Jan 6, 2010

New Brunswick Plans for a $10 Minimum Wage


On January 5, New Brunswick’s provincial government announced plans to increase their minimum wage from the current $8.25 per hour to $10 over the next two years. The move has gotten surprisingly little coverage in the mainstream media out West so far, but I urge you to check out this excellent article on the Times & Transcript website.

New Brunswick’s decision to increase their minimum wage is part of a larger poverty-reduction plan adopted last November. This move shows that New Brunswick is committed to ensuring a decent standard of living for all workers not just on paper but through action as well.

It’s worth noting that this time last year, New Brunswick’s minimum wage was $7.75, putting it in last place among all Canadian provinces. How much difference a year can make!

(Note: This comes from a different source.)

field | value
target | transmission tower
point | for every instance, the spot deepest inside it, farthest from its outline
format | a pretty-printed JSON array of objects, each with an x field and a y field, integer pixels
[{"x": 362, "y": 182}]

Closer to home,  our Premier’s latest excuse for inaction on minimum wages has been the poor economic conditions (most recently used in a mid-December interview on the Bill Good show, see here). That is despite the fact that we’re among the provinces least harmed by the recession and that other, worse affected provinces are managing just fine with higher minimum wages. Now that I think of it, the boom wasn’t the right time to increase minimum wages either, according to our government. Hmm.

As a result, minimum wages remain frozen at $8 per hour, well below where they need to be to ensure that full-time, full-year work is a ticket out of poverty.

Kudos to New Brunswick’s government for showing us that it is possible to maintain one’s social conscience during a recession, and confirming that public policy is, essentially, a matter of choice and not something dictated by “the economy.”